El chavismo sitió Caracas, declarada territorio prohibido para la oposición por orden de Maduro. Y lo hizo sin ningún rubor gracias a un monumental despliegue de la Guardia Nacional y de la Policía Bolivariana. Ambos cuerpos de seguridad bloquearon todos los accesos al municipio Caracas Libertador, que comprende el centro y oeste de la capital, así como los organismos públicos y el palacio presidencial de Miraflores.

Cientos de efectivos, tanquetas militares, paredes metálicas movibles, estaciones de metro cerradas, que, en cambio, se abrieron como las aguas del Mar Rojo al paso de la minúscula marcha de los estudiantes chavistas, que pretendían solidarizarse con el gobierno del "hijo de Chávez".

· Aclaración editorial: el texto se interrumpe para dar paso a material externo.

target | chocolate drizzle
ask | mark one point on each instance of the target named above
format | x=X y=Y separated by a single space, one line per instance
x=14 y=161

Los universitarios oficialistas dejaron varias pintadas a su paso, algunas en clara contradicción con los pintorescos mensajes "de paz" emitidos desde el gobierno: "Candelita que se prenda la apagamos a coñazos. El pueblo".

Del editor: qué significa. Ni las marchas ni la violencia cesan y, mientras tanto, un peligroso statu quo se instala en Venezuela, uno en el que la muerte ya no sorprende a nadie.